The tent is meant to honour Raphaël Napa André, a 51-year-old Innu man who was found dead mere steps away from the Open Door shelter earlier this month, after public health officials had ordered it closed overnight.
The Native Women's Shelter of Montreal and Resilience Montreal spearheaded the initiative, which has received financial support from businesses and individual community members in Kahnawà:ke and from other Indigenous communities in Quebec.
After a lobbying campaign by homeless advocates, the city administration gave the project the green light and provided the tent.
A number of people are travelling from outside Montreal, including as far as Quebec City, to provide support and security at the tent overnight.
"It's unbelievable how, in the face of tragedy, the Indigenous community can come together, as well as the people of Montreal," said Nakuset, executive director of the Native Women's Shelter of Montreal.
Last week, a Quebec Superior Court judge ruled homeless people should be exempted from the provincewide curfew after the provincial government resisted calls to do so.
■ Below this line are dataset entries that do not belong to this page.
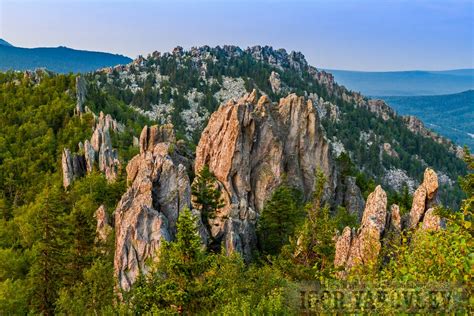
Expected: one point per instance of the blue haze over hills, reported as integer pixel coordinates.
(59, 59)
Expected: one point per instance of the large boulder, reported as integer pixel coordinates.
(363, 247)
(251, 146)
(96, 151)
(147, 213)
(424, 198)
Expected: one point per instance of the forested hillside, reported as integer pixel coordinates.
(236, 230)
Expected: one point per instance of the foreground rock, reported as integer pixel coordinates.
(425, 199)
(147, 213)
(378, 227)
(251, 146)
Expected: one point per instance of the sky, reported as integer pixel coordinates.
(368, 35)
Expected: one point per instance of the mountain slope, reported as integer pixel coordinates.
(185, 87)
(4, 43)
(58, 59)
(450, 115)
(409, 83)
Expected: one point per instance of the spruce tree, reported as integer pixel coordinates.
(207, 197)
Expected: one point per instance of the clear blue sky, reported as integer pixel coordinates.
(335, 34)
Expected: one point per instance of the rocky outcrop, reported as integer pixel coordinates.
(353, 199)
(387, 148)
(275, 82)
(104, 224)
(147, 213)
(363, 247)
(379, 227)
(416, 126)
(250, 146)
(97, 152)
(73, 167)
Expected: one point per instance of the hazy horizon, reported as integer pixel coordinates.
(367, 35)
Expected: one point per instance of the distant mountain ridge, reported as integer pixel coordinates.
(406, 83)
(59, 59)
(451, 115)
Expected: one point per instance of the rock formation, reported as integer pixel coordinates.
(250, 146)
(363, 247)
(147, 213)
(97, 151)
(81, 90)
(104, 225)
(275, 82)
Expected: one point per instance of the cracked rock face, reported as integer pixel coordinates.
(148, 211)
(250, 145)
(424, 199)
(363, 247)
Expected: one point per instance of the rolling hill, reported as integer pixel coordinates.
(451, 115)
(59, 59)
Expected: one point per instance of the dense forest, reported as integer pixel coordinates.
(51, 260)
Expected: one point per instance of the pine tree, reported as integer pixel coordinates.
(207, 197)
(282, 213)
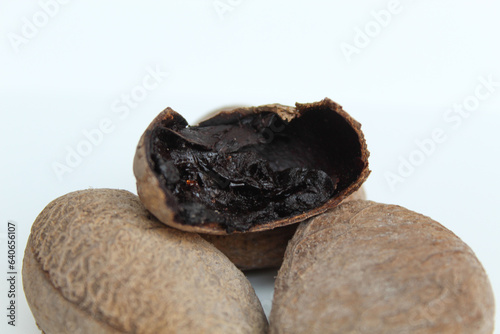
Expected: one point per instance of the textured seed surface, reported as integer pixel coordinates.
(373, 268)
(259, 250)
(96, 262)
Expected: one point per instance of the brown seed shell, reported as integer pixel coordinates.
(260, 250)
(159, 200)
(97, 262)
(373, 268)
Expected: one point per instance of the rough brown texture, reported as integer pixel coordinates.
(97, 262)
(260, 250)
(161, 202)
(373, 268)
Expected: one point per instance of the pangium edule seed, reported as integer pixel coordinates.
(97, 262)
(365, 267)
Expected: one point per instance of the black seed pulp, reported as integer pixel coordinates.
(252, 170)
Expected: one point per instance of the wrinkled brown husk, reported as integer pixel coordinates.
(374, 268)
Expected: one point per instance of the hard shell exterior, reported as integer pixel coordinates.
(374, 268)
(261, 250)
(97, 262)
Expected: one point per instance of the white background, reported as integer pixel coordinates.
(69, 74)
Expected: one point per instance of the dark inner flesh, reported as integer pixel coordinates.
(241, 172)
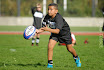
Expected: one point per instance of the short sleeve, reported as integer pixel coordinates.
(59, 22)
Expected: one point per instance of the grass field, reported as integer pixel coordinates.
(16, 53)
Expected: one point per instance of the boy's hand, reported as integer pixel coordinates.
(37, 31)
(45, 28)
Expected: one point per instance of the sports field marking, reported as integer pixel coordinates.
(48, 33)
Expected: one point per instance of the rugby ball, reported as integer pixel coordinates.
(29, 32)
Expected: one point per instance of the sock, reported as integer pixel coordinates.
(37, 40)
(75, 57)
(50, 62)
(33, 40)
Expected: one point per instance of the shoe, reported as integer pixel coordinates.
(49, 66)
(32, 44)
(78, 62)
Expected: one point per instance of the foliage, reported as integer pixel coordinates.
(75, 8)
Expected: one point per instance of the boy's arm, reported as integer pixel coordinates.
(39, 30)
(56, 31)
(33, 10)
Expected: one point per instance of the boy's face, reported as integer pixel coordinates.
(52, 11)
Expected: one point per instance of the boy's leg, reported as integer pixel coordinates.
(37, 39)
(75, 56)
(33, 40)
(51, 45)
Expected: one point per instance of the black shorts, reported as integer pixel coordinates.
(62, 39)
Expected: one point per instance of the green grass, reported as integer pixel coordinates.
(22, 28)
(16, 53)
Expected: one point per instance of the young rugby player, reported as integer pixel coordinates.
(37, 15)
(60, 31)
(73, 40)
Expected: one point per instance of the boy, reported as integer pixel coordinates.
(37, 15)
(73, 40)
(60, 31)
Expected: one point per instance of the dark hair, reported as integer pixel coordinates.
(53, 4)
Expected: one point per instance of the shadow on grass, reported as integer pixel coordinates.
(34, 65)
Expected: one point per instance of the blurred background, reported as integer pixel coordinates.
(67, 8)
(75, 12)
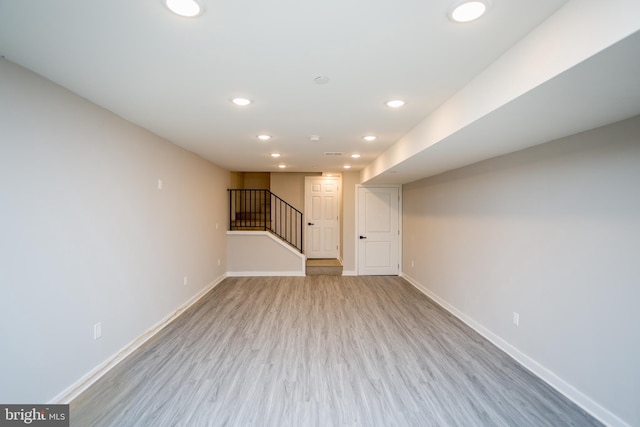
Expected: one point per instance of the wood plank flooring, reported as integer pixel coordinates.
(320, 351)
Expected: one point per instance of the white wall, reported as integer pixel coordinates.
(553, 233)
(349, 182)
(86, 236)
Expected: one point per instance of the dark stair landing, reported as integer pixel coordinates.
(330, 267)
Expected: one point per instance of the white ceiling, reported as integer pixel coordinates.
(175, 76)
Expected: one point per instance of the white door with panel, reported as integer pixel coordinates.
(378, 231)
(322, 202)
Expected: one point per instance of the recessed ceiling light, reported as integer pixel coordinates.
(241, 101)
(187, 8)
(396, 103)
(468, 11)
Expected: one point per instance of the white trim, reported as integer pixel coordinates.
(265, 273)
(603, 415)
(83, 383)
(307, 208)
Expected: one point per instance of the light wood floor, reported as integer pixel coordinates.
(320, 351)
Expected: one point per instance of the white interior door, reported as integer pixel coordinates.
(322, 201)
(378, 231)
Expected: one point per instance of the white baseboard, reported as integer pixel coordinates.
(603, 415)
(264, 273)
(71, 392)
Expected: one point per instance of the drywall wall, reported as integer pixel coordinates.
(348, 244)
(86, 235)
(289, 186)
(260, 253)
(552, 233)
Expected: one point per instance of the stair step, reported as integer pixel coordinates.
(329, 267)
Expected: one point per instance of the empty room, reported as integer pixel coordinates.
(291, 213)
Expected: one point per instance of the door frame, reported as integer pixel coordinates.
(338, 180)
(357, 227)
But Nakuset says there remained a need for another place Montrealers without homes could go in the cold.
The initiative is also a way of honouring André's memory, she said, explaining it's the reason the facility will be open during curfew hours.
André died just seven days after the province announced the measure. Many in the homeless community decried the government's decision not to create an exemption for them, saying it added extra pressure to find a place to stay in the city's overburdened overnight shelters, or left them little time to travel to the rare shelters that did have an open space.
Sixteen people will be allowed in the warming tent at a time. There will be Adirondack chairs for people to sit in, as well as a wood floor and heaters powered by generators. No alcohol will be permitted inside.
"We're trying to make it as homey as possible," Nakuset said. "Maybe some people will come for a few hours to warm up, and maybe some will stay the whole night. It's hard to predict, but they're welcome to come."
Innu elders are also planning to visit the tent and distribute mittens, gloves and socks made in their communities, she said.